Bioinformatics
what are non gene sequences

yatin.arora 06-08-2009 08:09 AM

what are non gene sequences
I was reading this patent which contained a training of a neural network the training set consisted of a set of genes and a set of non genes could you give me some information about non genes that is
1.what are non genes?
2. how can i get their sequences ?
3. what kind of organisms have high number of non genes?
4.are pseudo genes same as non genes?

Patent and Paragraph details
publication number :US 2005 /0136480 A1
publication date 23rd june 2005
paragraph no [0081]

paragraph text
"The training set' consists of 1610 E coli .K-12
NCBI listed protein coding genes and 3000 F. E coli .K-12
ORFS (a stretch of sequence of length more than 20 amino
acids and having start codon, stop codon in the same frame)
which have not been reported as genes (non-genes). The
validation set has 1000 known genes and 1000 non-genes
from E coli .K-12 distinct from those used in the training set.
The test set contains another 1000 genes and 1000 nongenes
from the same organism. For training of the ANN,
genes and the non-genes are assigned a probability value of
1 and 0 respectively
expecting a prompt reply
yatin arora

Kai31410 06-23-2009 09:10 AM

Re: what are non gene sequences
A gene is the basic unit of heredity in a living organism. All living things depend on genes. Genes hold the information to build and maintain their cells and pass genetic traits to offspring. In general terms, a gene is a segment of nucleic acid that, taken as a whole, specifies a trait. The colloquial usage of the term gene often refers to the scientific concept of an allele.

The notion of a gene has evolved with the science of genetics, which began when Gregor Mendel noticed that biological variations are inherited from parent organisms as specific, discrete traits. The biological entity responsible for defining traits was termed a gene, but the biological basis for inheritance remained unknown until DNA was identified as the genetic material in the 1940s. All organisms have many genes corresponding to many different biological traits, some of which are immediately visible, such as eye color or number of limbs, and some of which are not, such as blood type or increased risk for specific diseases, or the thousands of basic biochemical processes that comprise life.

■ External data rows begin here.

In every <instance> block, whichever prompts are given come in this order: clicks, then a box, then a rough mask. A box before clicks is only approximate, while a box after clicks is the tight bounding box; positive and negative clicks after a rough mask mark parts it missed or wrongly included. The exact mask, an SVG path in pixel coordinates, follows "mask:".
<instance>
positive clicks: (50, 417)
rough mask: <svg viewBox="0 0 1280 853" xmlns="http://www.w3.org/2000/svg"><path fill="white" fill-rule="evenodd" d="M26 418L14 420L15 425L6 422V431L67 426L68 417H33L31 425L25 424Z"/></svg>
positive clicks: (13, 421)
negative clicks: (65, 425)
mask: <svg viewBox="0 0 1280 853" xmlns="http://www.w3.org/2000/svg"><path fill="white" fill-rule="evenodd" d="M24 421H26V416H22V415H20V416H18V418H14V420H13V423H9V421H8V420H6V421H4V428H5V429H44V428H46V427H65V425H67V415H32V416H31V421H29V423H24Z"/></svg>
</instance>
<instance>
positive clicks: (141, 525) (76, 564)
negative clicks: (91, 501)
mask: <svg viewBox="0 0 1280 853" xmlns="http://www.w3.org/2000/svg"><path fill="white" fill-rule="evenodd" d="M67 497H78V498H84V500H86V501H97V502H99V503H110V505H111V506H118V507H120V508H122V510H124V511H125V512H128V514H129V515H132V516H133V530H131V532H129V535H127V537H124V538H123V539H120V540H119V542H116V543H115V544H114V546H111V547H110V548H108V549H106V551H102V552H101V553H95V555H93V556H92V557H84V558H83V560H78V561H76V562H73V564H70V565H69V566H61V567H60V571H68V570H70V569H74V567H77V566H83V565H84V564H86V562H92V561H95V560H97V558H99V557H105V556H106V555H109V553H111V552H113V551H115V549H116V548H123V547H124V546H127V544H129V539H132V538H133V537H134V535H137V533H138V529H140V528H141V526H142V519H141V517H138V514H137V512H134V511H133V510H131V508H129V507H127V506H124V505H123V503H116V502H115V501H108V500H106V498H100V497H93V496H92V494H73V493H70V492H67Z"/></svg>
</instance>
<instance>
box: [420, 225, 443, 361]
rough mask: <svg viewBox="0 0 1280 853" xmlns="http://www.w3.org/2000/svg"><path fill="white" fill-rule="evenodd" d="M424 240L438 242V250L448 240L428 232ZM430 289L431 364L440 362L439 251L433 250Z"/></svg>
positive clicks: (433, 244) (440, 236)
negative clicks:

Mathijs 06-24-2009 10:42 AM

Re: what are non gene sequences
Not everything that has a start codon and stopcodon in the same frame on the genome is actually a coding gene sequence. In non-coding junk DNA there will be sequences occuring that simply have a start and stop codon in frame by chance. The position in the genome and absence of regulatory sequences (such as promotors) will prevent such open reading frames from beeing expressed. They simply took 1000 of these open reading frames, (from which they know that they aren't expressed) and 1000 open reading frames of actual genes.